Parallel Fan-Out Retrieval System using LangChain and Vector Databases

gautam kumargautam kumar
5 min read

Introduction

Parallel Query Retrieval (Fan-out) is a technique where a query is sent out to multiple smaller parts (or groups) of data at the same time, rather than one by one. This approach optimizes performance by reducing wait times and enhancing efficiency, as responses are processed as soon as they are received, rather than sequentially.

It’s like asking different people to look for the same information in different sections of a library and getting their answers all at once, instead of waiting for each person to check one section at a time. This makes retrieving information faster and more efficient.

"Parallel Query Retrieval turns searching from a slow walk into a sprint — dividing the work to multiply the speed."
— hitesh choudhary

Architecture

Parallel Query Retrieval or Fan-out make things quicker and more efficient. It's used in apps and websites to fetch data from different places simultaneously, saving time and improving performance.

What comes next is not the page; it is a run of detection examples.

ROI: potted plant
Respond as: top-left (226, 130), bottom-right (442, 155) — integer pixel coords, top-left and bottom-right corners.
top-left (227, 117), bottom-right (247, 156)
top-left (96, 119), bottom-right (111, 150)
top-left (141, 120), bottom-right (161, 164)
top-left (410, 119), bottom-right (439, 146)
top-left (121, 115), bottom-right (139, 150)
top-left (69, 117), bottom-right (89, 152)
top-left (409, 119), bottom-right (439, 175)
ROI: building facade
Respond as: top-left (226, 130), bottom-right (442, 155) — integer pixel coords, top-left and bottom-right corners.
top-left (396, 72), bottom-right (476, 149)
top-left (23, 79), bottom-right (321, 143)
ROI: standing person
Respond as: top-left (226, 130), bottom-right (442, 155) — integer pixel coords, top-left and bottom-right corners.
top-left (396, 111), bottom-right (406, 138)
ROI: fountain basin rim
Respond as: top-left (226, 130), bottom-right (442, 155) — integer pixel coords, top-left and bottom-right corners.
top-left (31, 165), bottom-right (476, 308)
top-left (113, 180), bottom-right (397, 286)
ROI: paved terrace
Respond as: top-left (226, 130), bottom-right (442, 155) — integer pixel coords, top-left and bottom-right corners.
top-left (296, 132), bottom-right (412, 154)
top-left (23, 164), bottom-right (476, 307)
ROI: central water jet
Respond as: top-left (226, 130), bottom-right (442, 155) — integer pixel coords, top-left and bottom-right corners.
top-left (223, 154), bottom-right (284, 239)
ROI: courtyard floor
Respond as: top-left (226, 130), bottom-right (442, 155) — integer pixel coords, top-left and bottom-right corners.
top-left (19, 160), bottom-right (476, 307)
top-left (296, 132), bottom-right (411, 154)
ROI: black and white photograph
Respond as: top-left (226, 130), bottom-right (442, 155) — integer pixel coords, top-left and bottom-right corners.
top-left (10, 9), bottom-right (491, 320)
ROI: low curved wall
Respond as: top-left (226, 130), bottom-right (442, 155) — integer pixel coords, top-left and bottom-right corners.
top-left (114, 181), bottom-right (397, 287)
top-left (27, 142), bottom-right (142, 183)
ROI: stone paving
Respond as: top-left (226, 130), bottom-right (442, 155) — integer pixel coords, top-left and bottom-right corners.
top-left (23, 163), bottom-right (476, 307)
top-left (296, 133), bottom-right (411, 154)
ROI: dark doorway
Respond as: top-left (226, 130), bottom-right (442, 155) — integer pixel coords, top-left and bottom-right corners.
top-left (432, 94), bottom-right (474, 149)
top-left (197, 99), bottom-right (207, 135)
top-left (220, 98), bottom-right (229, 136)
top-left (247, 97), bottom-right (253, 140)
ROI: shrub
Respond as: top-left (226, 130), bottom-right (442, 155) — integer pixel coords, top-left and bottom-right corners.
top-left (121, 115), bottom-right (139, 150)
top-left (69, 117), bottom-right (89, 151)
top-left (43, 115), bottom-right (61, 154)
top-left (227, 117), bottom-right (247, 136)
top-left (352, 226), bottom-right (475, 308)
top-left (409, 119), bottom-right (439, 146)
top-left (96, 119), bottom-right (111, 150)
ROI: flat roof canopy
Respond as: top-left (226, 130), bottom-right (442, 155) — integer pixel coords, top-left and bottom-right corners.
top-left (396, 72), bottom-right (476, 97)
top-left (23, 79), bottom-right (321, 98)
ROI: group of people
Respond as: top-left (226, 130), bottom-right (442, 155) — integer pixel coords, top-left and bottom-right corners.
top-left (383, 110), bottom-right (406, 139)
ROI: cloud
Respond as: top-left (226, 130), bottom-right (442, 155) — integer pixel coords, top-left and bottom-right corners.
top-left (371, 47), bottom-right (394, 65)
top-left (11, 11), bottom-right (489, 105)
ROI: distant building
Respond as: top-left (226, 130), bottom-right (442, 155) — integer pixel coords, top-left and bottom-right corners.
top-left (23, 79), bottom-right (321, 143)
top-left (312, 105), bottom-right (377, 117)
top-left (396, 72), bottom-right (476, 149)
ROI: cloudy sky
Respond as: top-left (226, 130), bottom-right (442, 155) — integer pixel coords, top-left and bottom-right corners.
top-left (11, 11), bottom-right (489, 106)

Now, let's break it down into simple terms and understand this by the architectural diagram

  • "Parallel" means doing many things at the same time.

  • "Query Retrieval" means asking for information (querying) and getting it (retrieval).

  • "Fan-out" is just a fancy way of saying sending out a bunch of requests all at once (like how a fan spreads out air).

Why do we use Parallel Query Retrieval (Fan-out)?

Using Parallel Query Retrieval (Fan-out) has some big advantages:

  • It's much faster than asking one-by-one.

  • It's more efficient, especially when you have many places to get data from (like different databases, services, or servers).

Example:

Let's say you're shopping online and want to compare prices for a product across different websites.

Without Parallel Query Retrieval

With Parallel Query Retrieval

Parallel Query Retrieval using python


import asyncio
import aiohttp

async def fetch(session, url):
async with session.get(url) as response:
return await response.json()

async def parallel_fetch():
        urls = [
        'https://flipkart.com',
        'https://amazon.com',
        'https://myntra.com'
        ]

async with aiohttp.ClientSession() as session:
    tasks = [fetch(session, url) for url in urls]
    results = await asyncio.gather(*tasks)
    print('Results:', results)

asyncio.run(parallel_fetch())

Parallel Query Retrieval in RAG apps with Langchain

In RAG systems, before generating a response, the system first retrieves documents relevant to your question.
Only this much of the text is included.